À l’audience, J. S., née en 1974 à Saint-Kitts, reconnaît avoir « corrigé » ses enfants, mais nie toute violence. « Je n’ai jamais violenté A., je l’ai seulement corrigée quand elle faisait des bêtises », déclare-t-elle. Elle soutient que le parrain de sa fille aurait cherché à la garder, car lui et sa femme n’ont pas d’enfants.
La prévenue a expliqué que certaines pratiques éducatives relèveraient de différences culturelles, ce à quoi le juge a fermement rétorqué: « Nous ne sommes pas à Saint-Kitts, nous sommes à Saint-Martin, et ce sont les lois françaises qui s’appliquent ».

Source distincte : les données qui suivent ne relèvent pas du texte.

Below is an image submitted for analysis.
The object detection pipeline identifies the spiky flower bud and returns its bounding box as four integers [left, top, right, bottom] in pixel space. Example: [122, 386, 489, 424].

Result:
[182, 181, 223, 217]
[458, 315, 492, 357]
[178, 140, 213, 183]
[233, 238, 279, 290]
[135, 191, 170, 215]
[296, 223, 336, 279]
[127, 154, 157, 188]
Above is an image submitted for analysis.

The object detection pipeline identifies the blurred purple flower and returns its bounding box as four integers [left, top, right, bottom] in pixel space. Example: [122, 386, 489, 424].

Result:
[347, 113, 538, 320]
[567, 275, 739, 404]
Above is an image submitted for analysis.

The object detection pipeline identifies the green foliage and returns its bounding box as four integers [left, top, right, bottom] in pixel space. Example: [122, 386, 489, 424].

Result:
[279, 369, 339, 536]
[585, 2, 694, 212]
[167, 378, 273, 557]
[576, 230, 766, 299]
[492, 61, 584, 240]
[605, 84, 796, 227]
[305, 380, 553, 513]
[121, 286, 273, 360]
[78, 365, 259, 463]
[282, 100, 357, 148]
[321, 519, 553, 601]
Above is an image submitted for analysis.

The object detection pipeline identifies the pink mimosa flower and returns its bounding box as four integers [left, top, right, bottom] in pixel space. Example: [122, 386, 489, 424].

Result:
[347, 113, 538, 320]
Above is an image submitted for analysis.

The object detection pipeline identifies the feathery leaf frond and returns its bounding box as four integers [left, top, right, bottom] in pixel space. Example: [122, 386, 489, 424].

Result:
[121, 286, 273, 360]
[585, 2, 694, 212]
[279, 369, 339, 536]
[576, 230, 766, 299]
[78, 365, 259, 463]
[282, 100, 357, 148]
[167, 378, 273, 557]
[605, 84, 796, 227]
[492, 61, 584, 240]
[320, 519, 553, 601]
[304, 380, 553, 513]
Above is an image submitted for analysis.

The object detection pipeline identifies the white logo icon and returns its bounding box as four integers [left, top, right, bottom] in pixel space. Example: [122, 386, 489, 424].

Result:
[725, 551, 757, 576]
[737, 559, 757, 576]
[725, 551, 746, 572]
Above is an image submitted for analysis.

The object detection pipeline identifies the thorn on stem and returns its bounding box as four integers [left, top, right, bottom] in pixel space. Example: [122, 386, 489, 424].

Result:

Représentante de la partie civile, France Victimes en qualité d’administrateur ad hoc, Maître Petit, s’est quant à elle étonnée : « Les déclarations de madame minimisent les faits. Ce n’est pas un enfant, mais l’ensemble de la fratrie qui évoque des violences », a-t-elle déclaré. « Aujourd’hui, madame sourit depuis le début de l’audience et parle de kidnapping pour expliquer qu’A. ne veut plus rentrer».
Dans ses réquisitions, la procureure a dénoncé un comportement inquiétant :
« Cette femme ne mesure absolument pas la gravité de ce qu’on lui reproche. En sortant de cette audience, je vais saisir en urgence le juge pour enfants. Les violences ne sont acceptées nulle part. En 2021, elle avait déjà fait l’objet d’une médiation pour avoir frappé un de ses fils. Elle sait parfaitement que c’est interdit ».

Une nouvelle citation possible 

Après en avoir délibéré, le tribunal a prononcé la relaxe de la prévenue. Le juge a expliqué que l’acte de citation comportait des imprécisions parmi lesquelles les dates de prévention qui évoquaient janvier-février 2024 alors que certains faits remontaient à 2022-2023.
« Madame S., cette décision vous bénéficie compte tenu de la qualification qui saisissait ma juridiction », a déclaré le juge, avant d’ajouter que le ministère public pouvait relancer une procédure et saisir à nouveau le tribunal correctionnel. 
À l’issue de l’audience, la procureure a confirmé son intention : « Madame va être reconvoquée. Nous n’en avons pas terminé en assistance éducative ». Si la relaxe met fin aux poursuites, le dossier pourrait donc revenir prochainement devant le tribunal, avec une nouvelle citation. Affaire à suivre.